A high school football coach is going to the U.S. Supreme Court to ask permission to be "respectful" and bow his head while the players on his team pray for each other and their opponents prior to each game.

"We're teaching kids values. There's nothing wrong with being spiritual," said coach Marcus Borden of East Brunswick, N.J., High School.

WND reported earlier when the case was presented to the 3rd U.S. Circuit Court of Appeals.

School officials had ordered Borden not to bow his head while his players voluntarily took part in a pre-game prayer.

Now, KDVR-TV in Denver reports plans to take the dispute to the U.S. Supreme Court.

"If this ruling is allowed to stand, it will mean that high school teachers across the United States will have no free speech or academic freedom rights at all," said John W. Whitehead, president of the Rutherford Institute, which has worked on the case.

"This undermines a time-honored tradition that has less to do with religion than it does athletic tradition.

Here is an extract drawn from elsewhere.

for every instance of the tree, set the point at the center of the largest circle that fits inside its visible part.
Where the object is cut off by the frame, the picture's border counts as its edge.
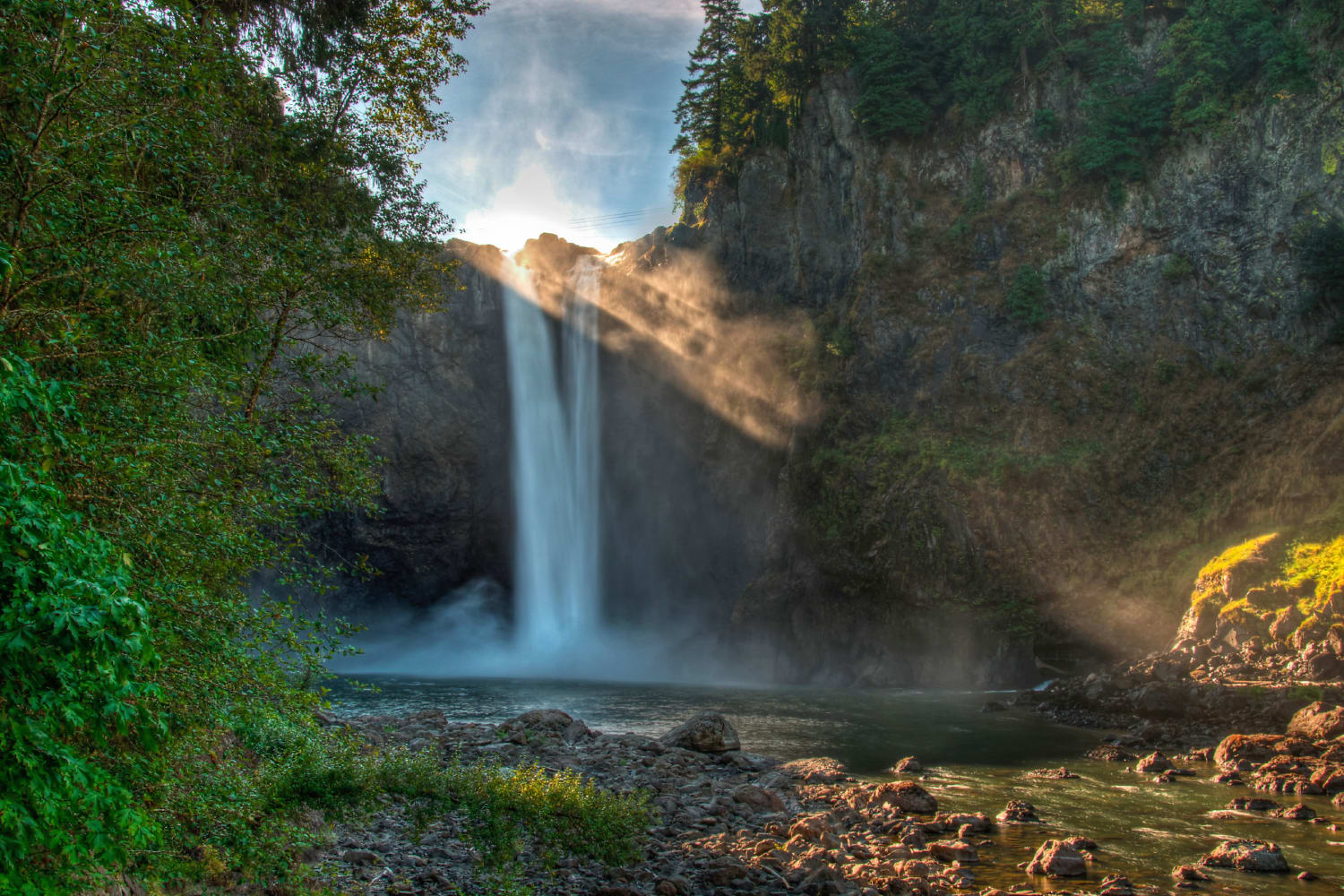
(203, 206)
(703, 110)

It's a sad statement on our rights as Americans that schools are no longer bastions of freedom," he said.

The appellate level decision concluded the First Amendment does not protect such expressive conduct.

The case developed in 2005 when officials at East Brunswick, N.J., High School adopted a policy prohibiting representatives of the school district from participating in student-initiated prayer, which has been a regular part of the high school football team's pre-game activities for more than 25 years.

The school determined that while it could not prevent legally students from praying if they chose, it could halt any recognition of that act by coaches because they are public employees and their participation would violate the "separation of church and state."

District Judge Dennis Cavanaugh earlier had declared the district violated Borden's rights to free speech, freedom of association and academic freedom for halting him from either silently bowing his head or "taking a knee" while the players prayed.

The district, however, argued in conjunction with Americans United for Separation of Church and State that the coach did not have a constitutional right of expression or academic freedom.

"I just asked to be able to be respectful of my team," Borden told the television station.